In a wireless communication system, a transmitter transmits a set of one or more transport blocks (TBs) within each of multiple so-called transmission time intervals (TTIs). A TTI is thereby the inter-arrival time of transport block sets, e.g., at the physical layer as received from the media access control (MAC) layer. A receiver correspondingly receives a set of one or more transport blocks within each TTI. That said, noisy or otherwise unreliable radio channels threaten to produce decoding errors at the receiver. The transmitter aims to enable the receiver to detect those decoding errors by inserting a decoding check within a transport block. The transmitter may, for example, implement a decoding check by generating a hash (e.g., a cyclic redundancy check, CRC) over the transport block's data and appending that hash onto the transport block. The receiver may then independently generate the hash over the transport block's data and detect decoding errors based on whether the independently generated hash matches the received hash.

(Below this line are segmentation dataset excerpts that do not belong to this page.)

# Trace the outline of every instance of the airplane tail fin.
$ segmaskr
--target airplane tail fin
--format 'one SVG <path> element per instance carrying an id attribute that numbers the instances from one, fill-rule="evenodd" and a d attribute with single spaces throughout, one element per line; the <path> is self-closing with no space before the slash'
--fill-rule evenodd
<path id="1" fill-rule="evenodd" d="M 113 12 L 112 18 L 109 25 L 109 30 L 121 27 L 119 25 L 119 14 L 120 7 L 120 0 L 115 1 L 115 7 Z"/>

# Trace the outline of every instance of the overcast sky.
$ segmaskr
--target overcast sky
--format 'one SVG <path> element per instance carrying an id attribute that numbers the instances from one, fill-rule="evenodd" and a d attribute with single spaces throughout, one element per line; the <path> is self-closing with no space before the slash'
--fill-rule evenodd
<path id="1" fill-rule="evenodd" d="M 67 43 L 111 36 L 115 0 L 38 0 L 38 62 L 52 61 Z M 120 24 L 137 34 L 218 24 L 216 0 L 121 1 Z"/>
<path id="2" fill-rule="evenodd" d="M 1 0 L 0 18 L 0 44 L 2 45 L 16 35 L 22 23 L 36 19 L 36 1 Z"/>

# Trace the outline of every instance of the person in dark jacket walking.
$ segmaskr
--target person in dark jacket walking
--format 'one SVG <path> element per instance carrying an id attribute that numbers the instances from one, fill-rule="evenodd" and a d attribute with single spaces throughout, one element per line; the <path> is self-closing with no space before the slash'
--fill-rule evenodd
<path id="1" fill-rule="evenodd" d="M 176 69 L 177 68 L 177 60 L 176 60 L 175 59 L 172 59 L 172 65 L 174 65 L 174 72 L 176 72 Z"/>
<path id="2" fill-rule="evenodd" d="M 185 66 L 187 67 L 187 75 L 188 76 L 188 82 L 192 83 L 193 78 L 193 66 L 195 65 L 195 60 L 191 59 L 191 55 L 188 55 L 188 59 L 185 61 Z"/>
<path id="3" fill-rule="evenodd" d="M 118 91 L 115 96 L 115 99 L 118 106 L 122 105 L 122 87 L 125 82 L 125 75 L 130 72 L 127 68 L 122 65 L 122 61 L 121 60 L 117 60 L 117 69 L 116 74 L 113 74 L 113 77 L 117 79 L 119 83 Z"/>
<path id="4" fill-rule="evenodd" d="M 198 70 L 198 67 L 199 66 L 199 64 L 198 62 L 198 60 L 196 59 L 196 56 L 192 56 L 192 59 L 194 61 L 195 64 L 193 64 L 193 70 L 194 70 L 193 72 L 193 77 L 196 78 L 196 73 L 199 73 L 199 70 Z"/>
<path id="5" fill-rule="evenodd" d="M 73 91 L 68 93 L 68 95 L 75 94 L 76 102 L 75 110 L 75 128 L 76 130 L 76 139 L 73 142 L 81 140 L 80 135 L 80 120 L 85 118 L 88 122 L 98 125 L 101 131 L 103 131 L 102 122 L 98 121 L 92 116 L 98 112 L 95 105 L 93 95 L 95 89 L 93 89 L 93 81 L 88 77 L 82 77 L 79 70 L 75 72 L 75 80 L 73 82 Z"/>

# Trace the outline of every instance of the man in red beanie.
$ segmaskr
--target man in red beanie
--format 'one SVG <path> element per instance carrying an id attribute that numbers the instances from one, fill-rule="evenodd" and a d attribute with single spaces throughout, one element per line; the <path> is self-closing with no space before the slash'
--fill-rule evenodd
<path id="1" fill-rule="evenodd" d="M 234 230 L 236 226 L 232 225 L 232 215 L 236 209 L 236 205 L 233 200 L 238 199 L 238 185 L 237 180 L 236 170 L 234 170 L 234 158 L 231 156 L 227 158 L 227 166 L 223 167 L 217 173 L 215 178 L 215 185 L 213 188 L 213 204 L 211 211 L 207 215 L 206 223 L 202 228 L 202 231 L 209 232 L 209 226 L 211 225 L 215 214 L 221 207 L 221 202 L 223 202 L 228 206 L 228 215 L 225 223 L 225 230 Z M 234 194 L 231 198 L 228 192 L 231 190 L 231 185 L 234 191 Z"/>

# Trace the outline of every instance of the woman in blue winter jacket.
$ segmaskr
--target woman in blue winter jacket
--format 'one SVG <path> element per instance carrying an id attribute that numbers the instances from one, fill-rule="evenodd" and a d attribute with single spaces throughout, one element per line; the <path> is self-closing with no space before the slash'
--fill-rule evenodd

After inserting a decoding check within a transport block, the transmitter may then channel encode that transport block. The transmitter may for example apply turbo coding or some other forward error correction (FEC) coding to the transport block. This way, the receiver can first attempt to correct decoding errors in the received transport block, and then use the decoding check to detect whether any decoding errors remain.

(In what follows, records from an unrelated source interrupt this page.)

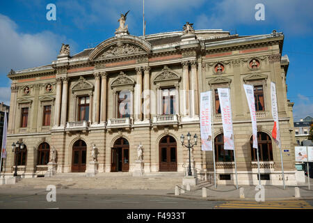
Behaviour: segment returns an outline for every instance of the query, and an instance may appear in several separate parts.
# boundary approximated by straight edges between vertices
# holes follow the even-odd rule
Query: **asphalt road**
[[[58,194],[56,201],[48,202],[46,194],[0,194],[0,208],[211,209],[225,203],[162,196],[81,194]]]

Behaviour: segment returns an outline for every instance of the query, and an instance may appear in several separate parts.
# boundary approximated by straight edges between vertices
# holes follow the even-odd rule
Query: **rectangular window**
[[[44,106],[43,111],[43,126],[50,125],[50,118],[51,118],[51,105]]]
[[[255,86],[255,111],[264,111],[264,96],[262,86]]]
[[[175,89],[162,89],[162,114],[175,114]]]
[[[29,108],[24,107],[22,109],[21,128],[27,127],[28,118],[29,118]]]
[[[89,96],[81,97],[79,101],[79,120],[89,120]]]
[[[131,92],[122,91],[118,94],[118,117],[129,118],[131,114]]]
[[[220,114],[220,99],[218,98],[218,90],[215,89],[215,114]]]

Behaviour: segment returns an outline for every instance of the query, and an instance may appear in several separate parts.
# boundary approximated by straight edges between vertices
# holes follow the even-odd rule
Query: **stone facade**
[[[289,61],[282,57],[284,36],[276,32],[241,37],[222,30],[195,30],[148,35],[143,38],[127,33],[109,38],[92,49],[70,56],[62,54],[48,66],[12,70],[8,144],[18,140],[27,148],[25,166],[18,167],[24,177],[43,174],[47,167],[37,164],[38,149],[47,142],[57,151],[57,172],[72,170],[73,145],[86,144],[87,164],[93,145],[98,149],[97,171],[112,170],[112,151],[117,139],[129,143],[129,171],[137,160],[137,147],[143,150],[144,172],[158,172],[159,144],[170,135],[177,143],[177,171],[186,171],[188,151],[180,135],[200,135],[200,93],[230,88],[236,157],[239,184],[257,182],[257,169],[251,162],[252,127],[243,84],[262,86],[264,111],[258,112],[258,131],[271,136],[273,126],[270,85],[276,83],[278,114],[286,184],[295,185],[295,139],[292,129],[293,103],[287,99]],[[69,47],[67,48],[69,49]],[[219,66],[217,66],[219,64]],[[175,112],[163,114],[162,92],[175,91]],[[150,91],[149,91],[150,90]],[[118,116],[118,93],[128,91],[130,116]],[[89,97],[88,118],[79,121],[80,97]],[[51,105],[50,125],[42,126],[43,108]],[[27,127],[21,127],[22,109],[29,108]],[[214,107],[214,109],[215,108]],[[214,137],[223,132],[220,115],[214,117]],[[200,140],[199,140],[200,141]],[[273,141],[273,160],[262,163],[262,173],[269,174],[264,183],[281,185],[280,150]],[[4,174],[13,174],[14,154],[8,150]],[[193,173],[213,178],[213,156],[193,148]],[[218,183],[233,184],[233,163],[217,162]],[[230,180],[220,179],[230,174]],[[206,176],[207,178],[208,176]]]

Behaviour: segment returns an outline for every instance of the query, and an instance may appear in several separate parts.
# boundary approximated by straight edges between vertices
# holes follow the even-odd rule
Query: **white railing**
[[[177,114],[163,114],[153,117],[154,123],[178,123]]]
[[[266,116],[267,112],[257,112],[255,113],[256,116],[257,116],[257,118],[264,118]]]
[[[129,126],[131,125],[129,118],[109,118],[108,127]]]
[[[66,128],[71,129],[86,129],[89,127],[89,122],[86,121],[70,121],[66,123]]]

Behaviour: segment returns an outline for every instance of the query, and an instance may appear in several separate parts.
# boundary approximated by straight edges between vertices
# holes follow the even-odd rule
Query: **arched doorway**
[[[177,149],[174,137],[167,135],[159,143],[159,164],[160,171],[177,171]]]
[[[87,145],[83,140],[75,141],[72,155],[72,171],[84,172],[86,171]]]
[[[251,161],[257,161],[257,150],[252,148],[253,138],[250,139],[251,148]],[[263,132],[257,132],[257,147],[259,160],[263,162],[273,161],[272,140],[268,134]]]
[[[127,139],[119,138],[114,142],[111,154],[111,171],[128,172],[129,170],[129,143]]]

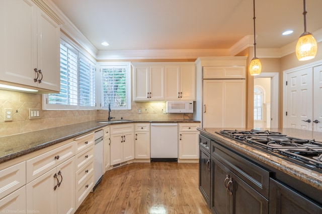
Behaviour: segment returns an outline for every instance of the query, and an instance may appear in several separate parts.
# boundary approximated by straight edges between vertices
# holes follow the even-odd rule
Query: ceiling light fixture
[[[311,60],[317,52],[317,44],[312,34],[306,32],[306,10],[305,0],[303,0],[304,12],[304,33],[298,38],[295,47],[295,54],[300,61]]]
[[[254,58],[250,65],[250,73],[252,76],[258,75],[262,71],[262,63],[260,59],[256,57],[256,42],[255,34],[255,0],[254,2]]]

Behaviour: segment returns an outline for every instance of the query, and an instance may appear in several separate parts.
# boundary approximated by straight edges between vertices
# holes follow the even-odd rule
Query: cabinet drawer
[[[27,183],[68,160],[75,153],[75,144],[71,142],[27,161]]]
[[[83,184],[94,171],[94,160],[89,161],[80,169],[76,172],[76,188]]]
[[[94,173],[90,176],[84,183],[76,189],[76,209],[79,206],[79,205],[85,199],[86,196],[94,186]]]
[[[198,131],[198,123],[179,123],[179,131]]]
[[[150,123],[136,123],[134,130],[135,131],[149,131]]]
[[[103,137],[105,138],[110,136],[110,127],[105,127],[103,130]]]
[[[211,155],[214,156],[248,185],[266,198],[268,198],[270,178],[269,171],[215,141],[212,141],[211,144],[211,147],[214,148],[214,152],[211,153]]]
[[[92,132],[86,135],[74,139],[76,141],[76,154],[86,149],[94,144],[94,133]]]
[[[91,147],[76,154],[75,171],[80,169],[86,163],[92,160],[94,157],[94,146]]]
[[[113,125],[110,126],[111,134],[122,134],[134,131],[133,123]]]
[[[26,162],[0,171],[0,198],[26,184]]]
[[[211,140],[199,134],[199,147],[203,148],[206,152],[210,153]]]

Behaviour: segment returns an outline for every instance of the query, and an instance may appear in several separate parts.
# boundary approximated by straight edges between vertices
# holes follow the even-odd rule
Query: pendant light
[[[255,34],[255,0],[254,0],[254,58],[251,61],[250,65],[250,73],[251,75],[258,75],[262,71],[262,63],[260,59],[256,57],[256,34]]]
[[[312,34],[306,32],[306,10],[305,0],[303,0],[304,12],[304,33],[298,38],[295,54],[296,57],[299,61],[311,60],[314,57],[317,52],[317,44],[316,41],[313,37]]]

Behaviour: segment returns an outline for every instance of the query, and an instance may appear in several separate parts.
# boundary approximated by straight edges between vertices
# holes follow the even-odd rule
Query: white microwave
[[[193,113],[193,101],[167,101],[167,113]]]

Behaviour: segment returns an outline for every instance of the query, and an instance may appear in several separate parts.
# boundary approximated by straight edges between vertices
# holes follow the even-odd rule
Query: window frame
[[[99,62],[98,63],[98,68],[100,71],[99,78],[99,92],[97,93],[99,95],[99,102],[100,102],[100,108],[102,110],[108,110],[108,106],[103,106],[103,94],[102,94],[102,69],[107,67],[111,67],[113,66],[124,66],[126,68],[126,99],[127,104],[125,106],[117,107],[117,106],[111,106],[111,110],[131,110],[132,109],[132,76],[131,70],[131,62]]]
[[[73,52],[74,53],[76,53],[77,57],[77,105],[60,105],[60,104],[51,104],[47,103],[48,100],[49,98],[49,94],[43,94],[42,97],[42,106],[43,110],[95,110],[97,109],[97,101],[98,97],[97,96],[97,83],[98,81],[97,75],[97,63],[96,60],[95,60],[93,57],[90,55],[88,53],[85,52],[83,51],[81,48],[78,46],[76,45],[73,42],[71,41],[69,38],[68,38],[66,36],[62,34],[60,37],[60,45],[61,44],[63,44],[63,45],[68,47],[68,49],[72,50]],[[86,61],[88,61],[92,65],[94,66],[94,77],[95,78],[95,84],[94,86],[94,93],[95,93],[95,105],[94,106],[80,106],[79,104],[79,57],[83,57],[85,58],[84,59],[86,59]],[[60,67],[60,66],[59,66]],[[60,72],[60,70],[59,70],[59,72]]]

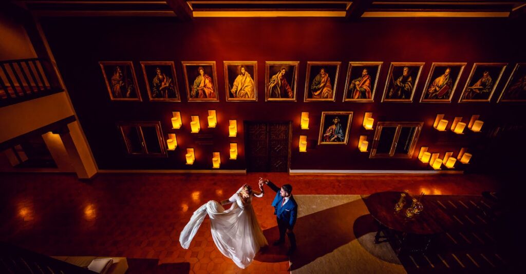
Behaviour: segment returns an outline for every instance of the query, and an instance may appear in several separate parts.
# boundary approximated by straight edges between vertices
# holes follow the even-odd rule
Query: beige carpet
[[[292,273],[406,273],[388,243],[373,243],[376,227],[359,195],[294,197],[299,212]]]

The transmitter may however segment a transport block into smaller so-called code blocks before channel encoding, e.g., if the transport block is larger than the block size supported by the channel encoder. This segmentation may reduce memory requirements of the channel encoder, without compromising coding gain. Regardless, with a transport block segmented into multiple code blocks, the transmitter generates a decoding check for each individual code block and appends the decoding checks onto the ends of the respective code blocks. The transmitter then channel encodes each individual code block. In this way, segmentation effectively provides multiple decoding checks within a transport block.

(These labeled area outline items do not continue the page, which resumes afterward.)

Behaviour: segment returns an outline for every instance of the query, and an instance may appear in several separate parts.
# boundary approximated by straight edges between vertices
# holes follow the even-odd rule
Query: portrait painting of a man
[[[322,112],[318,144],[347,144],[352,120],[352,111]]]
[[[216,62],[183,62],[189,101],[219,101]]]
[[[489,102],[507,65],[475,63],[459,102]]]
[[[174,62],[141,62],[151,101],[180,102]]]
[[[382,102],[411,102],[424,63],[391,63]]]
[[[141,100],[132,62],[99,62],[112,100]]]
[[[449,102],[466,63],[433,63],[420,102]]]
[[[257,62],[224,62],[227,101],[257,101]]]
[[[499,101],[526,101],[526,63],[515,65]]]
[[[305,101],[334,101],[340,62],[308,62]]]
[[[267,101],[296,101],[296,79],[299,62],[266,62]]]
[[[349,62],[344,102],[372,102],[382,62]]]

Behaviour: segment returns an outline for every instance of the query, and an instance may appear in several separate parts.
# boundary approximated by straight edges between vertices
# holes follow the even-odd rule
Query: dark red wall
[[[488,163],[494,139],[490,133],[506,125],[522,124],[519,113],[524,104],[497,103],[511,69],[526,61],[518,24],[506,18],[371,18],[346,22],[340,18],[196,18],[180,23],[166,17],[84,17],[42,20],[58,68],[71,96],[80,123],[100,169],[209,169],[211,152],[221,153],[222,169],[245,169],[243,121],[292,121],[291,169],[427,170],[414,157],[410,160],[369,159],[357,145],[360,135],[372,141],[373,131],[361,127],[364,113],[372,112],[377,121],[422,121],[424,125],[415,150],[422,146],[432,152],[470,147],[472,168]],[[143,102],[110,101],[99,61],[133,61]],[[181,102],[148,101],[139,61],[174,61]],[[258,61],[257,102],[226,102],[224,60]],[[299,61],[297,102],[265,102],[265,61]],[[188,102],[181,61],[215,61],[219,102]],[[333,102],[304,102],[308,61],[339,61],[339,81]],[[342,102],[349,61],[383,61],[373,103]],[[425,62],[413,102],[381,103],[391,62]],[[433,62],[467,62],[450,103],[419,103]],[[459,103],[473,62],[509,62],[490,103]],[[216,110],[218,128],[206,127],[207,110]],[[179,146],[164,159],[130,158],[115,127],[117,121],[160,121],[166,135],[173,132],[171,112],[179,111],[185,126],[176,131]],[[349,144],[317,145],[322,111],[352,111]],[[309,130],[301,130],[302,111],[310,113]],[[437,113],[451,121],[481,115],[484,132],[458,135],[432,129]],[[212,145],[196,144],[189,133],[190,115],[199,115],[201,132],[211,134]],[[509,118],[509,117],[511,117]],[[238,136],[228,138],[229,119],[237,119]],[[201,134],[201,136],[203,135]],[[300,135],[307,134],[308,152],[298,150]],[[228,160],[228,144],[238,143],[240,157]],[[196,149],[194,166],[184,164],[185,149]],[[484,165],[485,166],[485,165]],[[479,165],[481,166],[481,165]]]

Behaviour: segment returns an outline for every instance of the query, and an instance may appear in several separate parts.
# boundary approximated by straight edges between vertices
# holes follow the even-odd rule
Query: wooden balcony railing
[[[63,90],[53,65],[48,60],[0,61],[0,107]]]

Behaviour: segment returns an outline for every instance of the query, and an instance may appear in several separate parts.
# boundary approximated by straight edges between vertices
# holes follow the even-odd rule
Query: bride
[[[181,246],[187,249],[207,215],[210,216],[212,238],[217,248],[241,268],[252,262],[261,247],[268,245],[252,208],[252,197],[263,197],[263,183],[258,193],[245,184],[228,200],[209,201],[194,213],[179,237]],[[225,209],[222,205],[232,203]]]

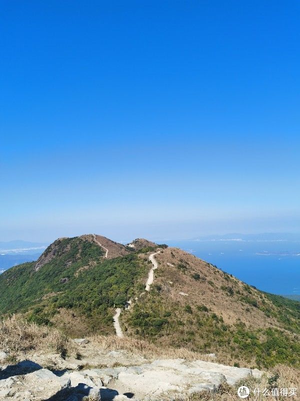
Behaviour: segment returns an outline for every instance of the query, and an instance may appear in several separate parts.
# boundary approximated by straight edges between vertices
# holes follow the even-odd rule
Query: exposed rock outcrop
[[[116,357],[120,362],[127,357],[122,351],[106,353],[108,359]],[[84,363],[86,365],[93,361],[85,360]],[[52,370],[28,360],[2,366],[0,399],[81,401],[88,396],[95,401],[158,401],[164,397],[174,400],[203,391],[214,392],[222,383],[232,385],[249,375],[262,374],[257,369],[252,371],[183,359],[157,359],[134,366],[101,368],[82,368],[79,364],[63,360],[60,363],[60,370]]]

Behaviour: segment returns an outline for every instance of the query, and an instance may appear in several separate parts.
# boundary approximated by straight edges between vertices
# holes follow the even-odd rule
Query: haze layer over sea
[[[300,241],[228,239],[165,241],[260,290],[300,295]]]

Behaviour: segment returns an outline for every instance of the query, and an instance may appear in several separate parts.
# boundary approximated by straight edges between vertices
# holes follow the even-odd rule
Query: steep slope
[[[21,313],[79,337],[114,334],[120,308],[125,336],[216,352],[225,363],[299,365],[300,303],[181,250],[132,243],[138,250],[94,235],[57,240],[37,262],[0,276],[0,313]]]
[[[181,250],[156,255],[150,290],[121,315],[128,334],[222,355],[226,363],[300,362],[300,303],[264,293]]]
[[[62,238],[37,262],[1,275],[0,313],[22,312],[30,320],[54,324],[75,336],[95,331],[112,333],[114,305],[123,305],[135,295],[148,268],[124,246],[96,239],[107,247],[107,258],[92,235]],[[115,257],[110,259],[110,253]]]

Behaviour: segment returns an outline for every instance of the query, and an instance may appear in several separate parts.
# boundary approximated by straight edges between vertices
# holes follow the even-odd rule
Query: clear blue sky
[[[298,1],[8,1],[0,240],[298,231]]]

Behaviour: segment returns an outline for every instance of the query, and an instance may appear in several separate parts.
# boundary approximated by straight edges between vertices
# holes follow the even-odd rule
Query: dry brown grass
[[[132,353],[138,353],[149,359],[182,358],[188,360],[201,359],[212,361],[212,358],[207,355],[190,351],[186,348],[168,347],[162,348],[148,341],[133,337],[121,338],[115,335],[95,335],[89,339],[92,345],[102,350],[114,351],[123,349]]]
[[[75,355],[76,344],[57,329],[28,323],[16,315],[0,321],[0,348],[12,353],[50,350]]]
[[[300,390],[300,379],[299,370],[284,365],[278,365],[272,370],[264,374],[260,378],[256,378],[249,376],[248,378],[238,382],[234,386],[223,384],[215,394],[208,392],[204,392],[202,394],[194,394],[184,398],[178,398],[178,401],[237,401],[240,398],[238,396],[237,391],[240,385],[246,385],[250,390],[250,395],[246,398],[250,401],[266,401],[272,399],[274,401],[282,401],[284,399],[296,399],[296,396],[274,396],[264,395],[262,392],[259,395],[254,395],[253,390],[254,388],[259,388],[261,390],[268,389],[272,393],[272,389],[277,388],[280,390],[285,388],[298,389],[298,392]],[[278,377],[274,381],[272,381]]]

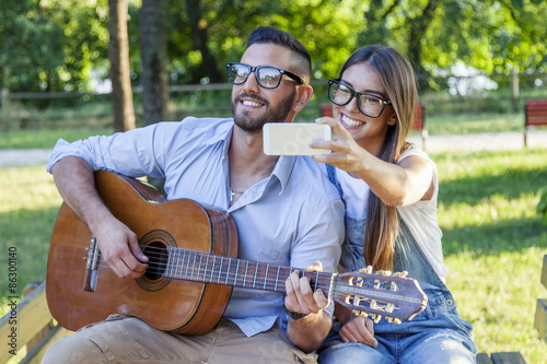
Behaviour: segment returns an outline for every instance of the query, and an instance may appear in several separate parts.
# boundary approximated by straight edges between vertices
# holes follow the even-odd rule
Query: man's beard
[[[247,131],[247,132],[258,132],[263,130],[263,126],[266,122],[282,122],[286,121],[287,116],[289,113],[291,113],[292,109],[292,103],[294,102],[294,94],[296,93],[296,89],[293,89],[291,94],[289,94],[287,97],[282,98],[276,107],[269,108],[266,115],[263,115],[261,117],[253,117],[251,116],[249,110],[243,110],[240,111],[240,114],[235,113],[235,106],[240,102],[242,97],[252,97],[260,103],[264,104],[263,107],[268,108],[270,104],[268,103],[267,99],[264,99],[263,97],[258,95],[251,96],[247,93],[242,93],[235,97],[234,101],[232,101],[232,115],[234,116],[234,122],[237,127],[241,129]]]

Known approaches statically define the number and size of code blocks into which a transport block is segmented, based solely on the size of that transport block. These approaches do so in a way such that a transport block is always segmented into the smallest number of equally sized code blocks possible. This keeps the code blocks as large as possible with the aim of achieving maximum decoding performance. Segmenting a transport block in this way, however, effectively means that decoding checks are statically confined to predefined positions within a transport block of a specific size.